Por Plínio Leite Nunes* Apesar de flagrantemente inconstitucional e notoriamente ineficaz (segundo a unanimidade dos especialistas e estudiosos da área), a PEC 171/93, que propõe a redução da idade penal para 16 anos, passou pela Comissão de Constituição e Justiça da Câmara dos deputados e tende a ser aprovada pelo Congresso Nacional.

Para infelicidade geral da nação.

Como é natural em debates que despertam tantas paixões, a questão da redução da idade penal ignora a razão e as evidências.

Além do mais, põe em relevo uma filosofia punitivista que tem orientado, sem sucesso, a política criminal brasileira das últimas décadas.

O propósito deste texto é único: propor uma reflexão em torno de uma questão que, apesar de crucial, não tem sido enfrentada de modo claro e honesto até aqui, notadamente no discurso dos que se colocam a favor da redução: a mudança trará algum benefício?

Tornaremos o país melhor inserindo jovens no caótico e animalesco sistema penal brasileiro ou simplesmente clamamos por vingança e castigo como fazíamos nos Séculos VIII e XIX?

Afinal de contas, só há sentido em discutir a questão se o objetivo é evoluir e propor algo melhor do que hoje existe.

Do contrário, tudo não passará de puro sadismo daqueles que, paradoxalmente, se dizem “do bem” mas não hesitam em apoiar medidas que infligem “o mal” ao próximo, e de preferência com o máximo de dor e sofrimento possíveis.

Sejamos francos: com exceção dos que não fazem a mínima ideia das reais causas do problema e não percebem os interesses escusos que estão por trás desse debate, a impressão que se tem é que nenhum simpatizante da redução está realmente preocupado em resolver a questão da delinquência juvenil.
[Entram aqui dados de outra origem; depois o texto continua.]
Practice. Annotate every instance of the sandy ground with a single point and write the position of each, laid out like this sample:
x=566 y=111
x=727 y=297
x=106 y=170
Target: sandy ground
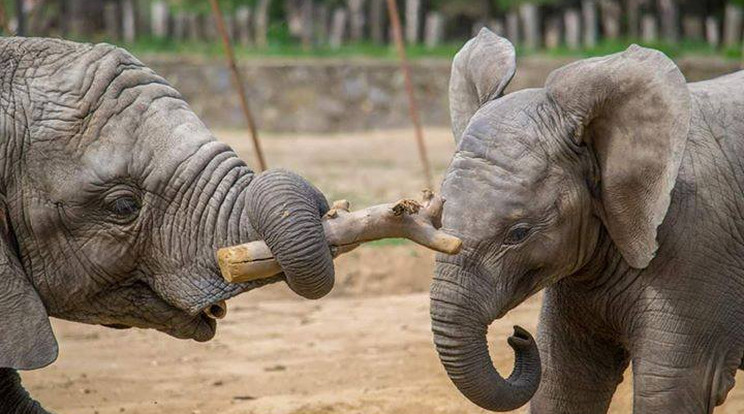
x=366 y=348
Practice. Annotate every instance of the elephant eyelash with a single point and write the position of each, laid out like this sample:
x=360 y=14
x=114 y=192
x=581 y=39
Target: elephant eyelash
x=518 y=234
x=123 y=205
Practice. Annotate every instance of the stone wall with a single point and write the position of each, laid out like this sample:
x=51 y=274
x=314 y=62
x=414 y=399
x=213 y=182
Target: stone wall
x=331 y=95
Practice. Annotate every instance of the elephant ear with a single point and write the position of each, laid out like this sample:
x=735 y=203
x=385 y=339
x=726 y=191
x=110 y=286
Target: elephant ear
x=633 y=111
x=480 y=72
x=26 y=337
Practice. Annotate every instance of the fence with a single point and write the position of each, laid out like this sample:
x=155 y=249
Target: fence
x=313 y=23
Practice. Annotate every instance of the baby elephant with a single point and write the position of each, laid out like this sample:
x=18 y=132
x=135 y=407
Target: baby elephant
x=618 y=188
x=114 y=197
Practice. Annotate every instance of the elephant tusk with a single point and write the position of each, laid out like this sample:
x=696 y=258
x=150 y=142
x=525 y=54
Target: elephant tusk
x=344 y=231
x=217 y=310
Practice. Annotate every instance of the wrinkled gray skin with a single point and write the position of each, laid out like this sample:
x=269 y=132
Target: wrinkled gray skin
x=617 y=188
x=114 y=197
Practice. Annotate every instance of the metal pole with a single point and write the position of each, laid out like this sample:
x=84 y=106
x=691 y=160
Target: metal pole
x=238 y=81
x=412 y=107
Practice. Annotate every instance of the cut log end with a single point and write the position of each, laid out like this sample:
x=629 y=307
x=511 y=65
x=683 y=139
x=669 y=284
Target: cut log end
x=345 y=230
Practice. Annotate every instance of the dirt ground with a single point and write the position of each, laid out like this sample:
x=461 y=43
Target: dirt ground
x=366 y=348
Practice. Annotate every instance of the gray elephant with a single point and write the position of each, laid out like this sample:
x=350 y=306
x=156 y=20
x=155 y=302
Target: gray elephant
x=617 y=188
x=114 y=197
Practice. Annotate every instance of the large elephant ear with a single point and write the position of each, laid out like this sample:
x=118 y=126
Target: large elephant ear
x=480 y=72
x=26 y=337
x=633 y=111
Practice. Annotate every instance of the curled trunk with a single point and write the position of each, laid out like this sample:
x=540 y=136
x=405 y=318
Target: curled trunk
x=13 y=398
x=286 y=212
x=461 y=313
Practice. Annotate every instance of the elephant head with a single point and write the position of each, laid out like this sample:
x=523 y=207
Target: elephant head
x=114 y=197
x=538 y=178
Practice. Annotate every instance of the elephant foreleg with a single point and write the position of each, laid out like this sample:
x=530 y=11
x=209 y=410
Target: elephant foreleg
x=14 y=399
x=582 y=365
x=675 y=373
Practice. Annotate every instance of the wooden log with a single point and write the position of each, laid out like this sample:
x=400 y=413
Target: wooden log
x=345 y=230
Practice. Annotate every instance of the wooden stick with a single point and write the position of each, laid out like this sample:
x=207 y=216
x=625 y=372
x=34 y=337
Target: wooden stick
x=238 y=82
x=412 y=107
x=345 y=230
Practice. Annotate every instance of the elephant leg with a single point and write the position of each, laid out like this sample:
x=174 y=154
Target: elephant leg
x=676 y=373
x=581 y=362
x=13 y=398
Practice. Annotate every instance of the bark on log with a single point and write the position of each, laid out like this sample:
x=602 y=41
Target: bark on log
x=345 y=230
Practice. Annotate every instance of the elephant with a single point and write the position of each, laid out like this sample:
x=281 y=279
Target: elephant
x=114 y=197
x=616 y=190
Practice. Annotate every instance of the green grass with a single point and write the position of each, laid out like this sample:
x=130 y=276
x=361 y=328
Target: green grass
x=289 y=49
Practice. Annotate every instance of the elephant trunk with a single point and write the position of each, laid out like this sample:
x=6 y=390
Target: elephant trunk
x=13 y=398
x=286 y=212
x=462 y=307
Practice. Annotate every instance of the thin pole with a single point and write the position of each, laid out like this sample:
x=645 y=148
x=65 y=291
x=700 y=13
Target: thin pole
x=238 y=81
x=412 y=107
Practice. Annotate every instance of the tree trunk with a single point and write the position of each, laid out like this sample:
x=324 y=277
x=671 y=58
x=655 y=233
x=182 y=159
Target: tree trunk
x=434 y=30
x=669 y=20
x=243 y=25
x=159 y=19
x=377 y=21
x=338 y=28
x=413 y=13
x=693 y=27
x=572 y=25
x=611 y=15
x=512 y=27
x=712 y=31
x=262 y=23
x=589 y=11
x=179 y=26
x=531 y=24
x=732 y=25
x=649 y=29
x=634 y=22
x=85 y=17
x=321 y=24
x=129 y=27
x=553 y=32
x=111 y=20
x=356 y=19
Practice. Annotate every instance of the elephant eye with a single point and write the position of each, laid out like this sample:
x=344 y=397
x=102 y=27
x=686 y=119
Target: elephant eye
x=125 y=207
x=517 y=234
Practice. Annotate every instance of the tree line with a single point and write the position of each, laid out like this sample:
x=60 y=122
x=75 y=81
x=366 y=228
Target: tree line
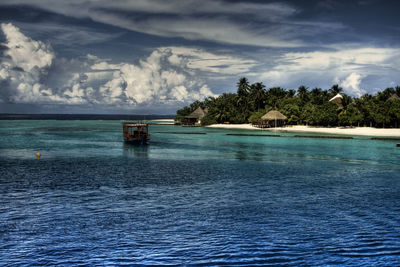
x=301 y=106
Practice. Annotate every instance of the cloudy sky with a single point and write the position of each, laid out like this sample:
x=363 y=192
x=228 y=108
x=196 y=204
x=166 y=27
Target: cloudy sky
x=154 y=56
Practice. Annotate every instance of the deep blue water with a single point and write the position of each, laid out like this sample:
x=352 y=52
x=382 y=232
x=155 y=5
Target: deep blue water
x=206 y=199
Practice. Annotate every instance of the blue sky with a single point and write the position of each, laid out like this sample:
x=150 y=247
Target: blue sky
x=155 y=56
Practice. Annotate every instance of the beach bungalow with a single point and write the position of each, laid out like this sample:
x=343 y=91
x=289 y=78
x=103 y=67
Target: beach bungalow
x=194 y=118
x=272 y=119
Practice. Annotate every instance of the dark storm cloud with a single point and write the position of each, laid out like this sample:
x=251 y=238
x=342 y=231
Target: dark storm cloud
x=287 y=43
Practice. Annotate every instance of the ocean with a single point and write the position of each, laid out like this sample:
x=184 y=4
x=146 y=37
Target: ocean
x=204 y=198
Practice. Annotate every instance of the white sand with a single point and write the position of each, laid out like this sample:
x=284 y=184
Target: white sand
x=367 y=131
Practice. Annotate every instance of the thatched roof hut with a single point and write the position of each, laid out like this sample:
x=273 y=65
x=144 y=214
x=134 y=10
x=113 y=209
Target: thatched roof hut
x=272 y=119
x=199 y=113
x=194 y=118
x=273 y=115
x=337 y=99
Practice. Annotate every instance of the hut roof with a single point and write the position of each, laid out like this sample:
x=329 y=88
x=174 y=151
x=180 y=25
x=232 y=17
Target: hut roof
x=199 y=113
x=392 y=97
x=273 y=115
x=337 y=99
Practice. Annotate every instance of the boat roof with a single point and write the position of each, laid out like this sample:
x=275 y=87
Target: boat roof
x=135 y=124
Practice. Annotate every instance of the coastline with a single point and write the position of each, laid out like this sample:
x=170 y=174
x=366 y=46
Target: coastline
x=363 y=131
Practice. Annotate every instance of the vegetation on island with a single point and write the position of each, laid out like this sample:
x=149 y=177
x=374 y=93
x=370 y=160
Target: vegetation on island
x=301 y=106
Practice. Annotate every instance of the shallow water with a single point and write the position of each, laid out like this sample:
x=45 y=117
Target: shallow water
x=206 y=199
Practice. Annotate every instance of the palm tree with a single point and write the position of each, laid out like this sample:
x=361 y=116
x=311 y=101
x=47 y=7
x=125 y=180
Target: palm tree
x=243 y=87
x=335 y=89
x=257 y=93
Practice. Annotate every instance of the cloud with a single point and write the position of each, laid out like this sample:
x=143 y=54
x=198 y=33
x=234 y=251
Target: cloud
x=239 y=23
x=351 y=84
x=346 y=65
x=31 y=73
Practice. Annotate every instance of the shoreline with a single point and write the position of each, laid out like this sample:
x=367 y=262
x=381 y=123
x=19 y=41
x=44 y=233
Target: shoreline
x=360 y=131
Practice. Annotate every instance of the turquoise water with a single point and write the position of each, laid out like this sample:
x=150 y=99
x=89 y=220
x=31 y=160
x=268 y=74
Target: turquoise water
x=201 y=199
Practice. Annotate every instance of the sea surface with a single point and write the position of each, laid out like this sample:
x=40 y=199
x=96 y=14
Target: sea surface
x=205 y=198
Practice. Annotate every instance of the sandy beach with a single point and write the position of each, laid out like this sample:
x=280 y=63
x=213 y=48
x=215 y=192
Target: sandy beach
x=365 y=131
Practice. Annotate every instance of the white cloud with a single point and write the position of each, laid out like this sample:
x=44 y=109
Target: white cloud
x=160 y=78
x=349 y=66
x=351 y=84
x=25 y=52
x=212 y=20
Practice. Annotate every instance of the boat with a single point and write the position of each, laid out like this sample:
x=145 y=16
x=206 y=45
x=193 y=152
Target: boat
x=136 y=132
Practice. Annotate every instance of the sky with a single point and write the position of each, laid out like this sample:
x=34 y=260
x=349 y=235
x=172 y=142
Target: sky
x=156 y=56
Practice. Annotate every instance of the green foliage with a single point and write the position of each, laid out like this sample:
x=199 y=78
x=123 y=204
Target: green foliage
x=303 y=106
x=256 y=116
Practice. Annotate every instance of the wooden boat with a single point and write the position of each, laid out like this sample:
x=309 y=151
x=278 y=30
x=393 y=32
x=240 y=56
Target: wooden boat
x=136 y=133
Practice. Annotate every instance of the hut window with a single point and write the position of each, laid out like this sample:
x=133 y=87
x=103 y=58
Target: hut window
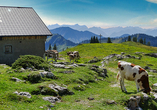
x=8 y=49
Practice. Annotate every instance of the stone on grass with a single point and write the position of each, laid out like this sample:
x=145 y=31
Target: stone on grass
x=52 y=99
x=26 y=94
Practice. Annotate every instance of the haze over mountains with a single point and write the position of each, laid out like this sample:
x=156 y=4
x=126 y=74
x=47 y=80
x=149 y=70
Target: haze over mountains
x=66 y=36
x=109 y=32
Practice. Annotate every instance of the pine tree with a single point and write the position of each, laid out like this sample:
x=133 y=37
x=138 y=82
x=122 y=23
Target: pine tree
x=55 y=47
x=135 y=39
x=141 y=41
x=91 y=41
x=144 y=42
x=96 y=40
x=109 y=40
x=148 y=43
x=129 y=38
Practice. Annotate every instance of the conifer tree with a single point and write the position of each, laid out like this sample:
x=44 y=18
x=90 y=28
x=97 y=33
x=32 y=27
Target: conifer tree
x=49 y=46
x=141 y=41
x=55 y=47
x=129 y=38
x=144 y=42
x=135 y=39
x=148 y=43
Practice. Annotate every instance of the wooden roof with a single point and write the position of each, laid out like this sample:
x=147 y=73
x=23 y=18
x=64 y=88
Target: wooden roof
x=21 y=21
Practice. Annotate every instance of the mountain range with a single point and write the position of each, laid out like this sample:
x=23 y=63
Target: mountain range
x=60 y=42
x=109 y=32
x=73 y=35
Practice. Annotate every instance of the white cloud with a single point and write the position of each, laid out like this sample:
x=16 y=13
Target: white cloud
x=152 y=1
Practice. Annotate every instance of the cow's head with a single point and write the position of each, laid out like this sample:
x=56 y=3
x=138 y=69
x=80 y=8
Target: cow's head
x=68 y=53
x=145 y=84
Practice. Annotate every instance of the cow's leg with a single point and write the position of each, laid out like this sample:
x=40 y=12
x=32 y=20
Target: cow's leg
x=122 y=84
x=137 y=86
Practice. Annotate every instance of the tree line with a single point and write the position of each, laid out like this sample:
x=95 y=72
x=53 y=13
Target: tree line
x=141 y=40
x=95 y=40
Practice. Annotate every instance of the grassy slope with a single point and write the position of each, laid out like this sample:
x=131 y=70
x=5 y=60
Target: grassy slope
x=100 y=90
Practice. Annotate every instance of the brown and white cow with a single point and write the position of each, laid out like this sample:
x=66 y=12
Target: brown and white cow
x=135 y=73
x=72 y=57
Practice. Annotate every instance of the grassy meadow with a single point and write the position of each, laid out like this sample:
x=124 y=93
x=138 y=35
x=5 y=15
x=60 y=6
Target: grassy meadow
x=103 y=90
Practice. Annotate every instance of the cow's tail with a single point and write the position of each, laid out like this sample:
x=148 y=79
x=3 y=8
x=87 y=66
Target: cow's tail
x=118 y=75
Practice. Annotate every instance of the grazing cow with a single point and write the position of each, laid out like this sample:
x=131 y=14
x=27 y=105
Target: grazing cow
x=72 y=57
x=76 y=54
x=52 y=53
x=135 y=73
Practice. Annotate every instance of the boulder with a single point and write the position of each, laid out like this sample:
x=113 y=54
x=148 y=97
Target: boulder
x=15 y=79
x=47 y=74
x=152 y=55
x=52 y=99
x=26 y=94
x=61 y=90
x=134 y=103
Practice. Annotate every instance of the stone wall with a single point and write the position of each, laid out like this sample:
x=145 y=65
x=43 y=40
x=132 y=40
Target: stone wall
x=12 y=47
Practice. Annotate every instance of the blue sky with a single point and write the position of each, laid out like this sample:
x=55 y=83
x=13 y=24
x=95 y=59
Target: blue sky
x=99 y=13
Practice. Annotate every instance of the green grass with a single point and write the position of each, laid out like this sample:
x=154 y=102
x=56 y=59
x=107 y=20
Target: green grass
x=101 y=89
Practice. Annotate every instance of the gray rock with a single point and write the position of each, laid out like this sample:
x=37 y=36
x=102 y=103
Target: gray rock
x=26 y=94
x=155 y=85
x=61 y=90
x=15 y=79
x=134 y=103
x=59 y=65
x=52 y=99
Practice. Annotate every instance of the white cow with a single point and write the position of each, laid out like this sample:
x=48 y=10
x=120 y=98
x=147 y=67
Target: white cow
x=135 y=73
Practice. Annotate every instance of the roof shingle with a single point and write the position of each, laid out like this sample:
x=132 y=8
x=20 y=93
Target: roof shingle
x=21 y=21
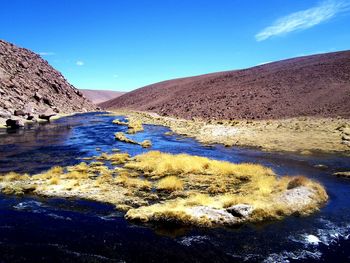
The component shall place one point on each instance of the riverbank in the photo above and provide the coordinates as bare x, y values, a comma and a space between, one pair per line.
300, 135
37, 120
182, 189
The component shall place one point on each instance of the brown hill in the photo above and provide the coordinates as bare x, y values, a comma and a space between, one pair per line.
317, 85
99, 96
29, 84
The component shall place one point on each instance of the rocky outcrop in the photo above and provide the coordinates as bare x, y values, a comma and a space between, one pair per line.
99, 96
29, 87
316, 85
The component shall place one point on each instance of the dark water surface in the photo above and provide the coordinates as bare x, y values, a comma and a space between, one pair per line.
33, 229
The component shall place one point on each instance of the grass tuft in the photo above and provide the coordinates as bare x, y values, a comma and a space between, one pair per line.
170, 183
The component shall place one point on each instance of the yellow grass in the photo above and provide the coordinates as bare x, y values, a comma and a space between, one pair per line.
170, 183
182, 181
146, 144
133, 182
162, 164
134, 126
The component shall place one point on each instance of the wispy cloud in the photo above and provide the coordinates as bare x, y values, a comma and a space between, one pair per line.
80, 63
304, 19
47, 53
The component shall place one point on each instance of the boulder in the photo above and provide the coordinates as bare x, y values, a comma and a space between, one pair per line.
37, 96
19, 113
240, 210
47, 101
216, 216
14, 124
5, 114
47, 114
342, 174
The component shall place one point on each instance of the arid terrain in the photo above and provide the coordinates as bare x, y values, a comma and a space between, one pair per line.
30, 87
317, 86
99, 96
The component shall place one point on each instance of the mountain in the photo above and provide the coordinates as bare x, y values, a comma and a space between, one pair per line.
99, 96
30, 86
316, 85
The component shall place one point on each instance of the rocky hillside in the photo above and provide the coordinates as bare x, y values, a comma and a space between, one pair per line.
317, 85
99, 96
29, 87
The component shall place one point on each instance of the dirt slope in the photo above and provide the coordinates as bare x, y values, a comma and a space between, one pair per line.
317, 85
99, 96
28, 83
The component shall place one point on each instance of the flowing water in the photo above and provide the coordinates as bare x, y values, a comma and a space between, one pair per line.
34, 229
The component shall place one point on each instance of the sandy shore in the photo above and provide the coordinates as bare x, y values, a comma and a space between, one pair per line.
303, 135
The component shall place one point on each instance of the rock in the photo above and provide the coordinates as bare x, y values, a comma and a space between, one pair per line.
321, 166
216, 216
27, 78
240, 210
5, 114
28, 109
47, 101
342, 174
14, 124
346, 138
37, 96
23, 64
19, 113
296, 198
47, 114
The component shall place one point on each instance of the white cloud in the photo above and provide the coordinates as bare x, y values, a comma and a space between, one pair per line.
47, 53
80, 63
303, 19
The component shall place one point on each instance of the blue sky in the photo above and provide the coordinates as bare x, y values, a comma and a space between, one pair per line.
123, 45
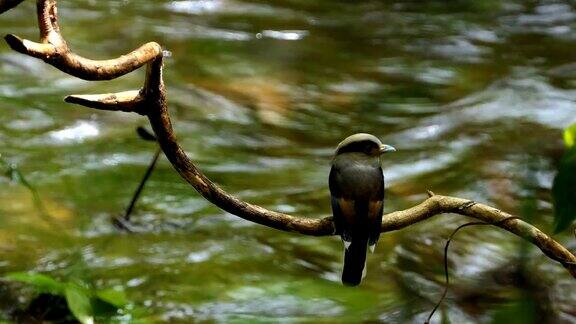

E muito menos dispostos a enxergar os verdadeiros problemas (sociais) que estão por trás de atos infracionais em sua grande maioria associados a crime patrimoniais(furtos, roubos) e tráfico de drogas.

Seu único compromisso, além de ignorar a realidade que cerca dos jovens infratores, tem sido “encontrar” justificativas bisonhas e simplistas que legitimem a barbárie estatal, o uso ilimitado e desmedido do Direito Penal, ainda que isso signifique, no fim de tudo, piorar a situação da segurança pública do Brasil.

Algo semelhante ao que os nazistas fizeram para legitimar o holocausto aos olhos do povo e da lei: criaram o discurso da “pureza da raça”.

Basta ver que o esforço retórico dos que são favoráveis à redução concentra-se na “justificação moral” da medida, e não em sua eficácia.

Fala-se, quase monotematicamente, que os jovens de 16 anos sabem perfeitamente o que fazem.

Podem votar e praticar atos na vida civil.

Daí concluir-se: podem e devem ser responsabilizados penalmente por seus atos.

O argumento, pesa dizê-lo, é desonesto intelectualmente.

Primeiro, porque esse não é o ponto da controvérsia.

Ninguém discorda que os jovens de hoje não se comparam aos de antigamente.

Esse debate, porém, é estéreo e tem sido usado para desviar o foco sobre o que realmente interessa discutir: a eficácia da redução.

Segundo, ele não consegue superar os principais argumentos contrários à PEC 171.

Aqui vão alguns: a) a medida, que é um retrocesso civilizatório, não resolve o problema da criminalidade, porque recai sobre o efeito e não sobre a causa do problema juvenil; b) somente os jovens negros e pobres (como já ocorre com os adultos) serão responsabilizados no Brasil, ampliando a seletividade do sistema; c) impactará negativamente na justiça criminal, já que aumentará a quantidade de presos e de processos sem efeito prático na redução de crimes; d) é desnecessária, já que apenas 1% de todos os crimes praticados no país são cometidos por menores (ou seja, não vivemos cercados por “anticristos juvenis” como deseja transmitir a mídia sensacionalista).

Pensemos nisso.

Se mesmo assim estes argumentos não sensibilizarem a população e o parlamento brasileiro, só resta uma coisa a fazer: estocar comida.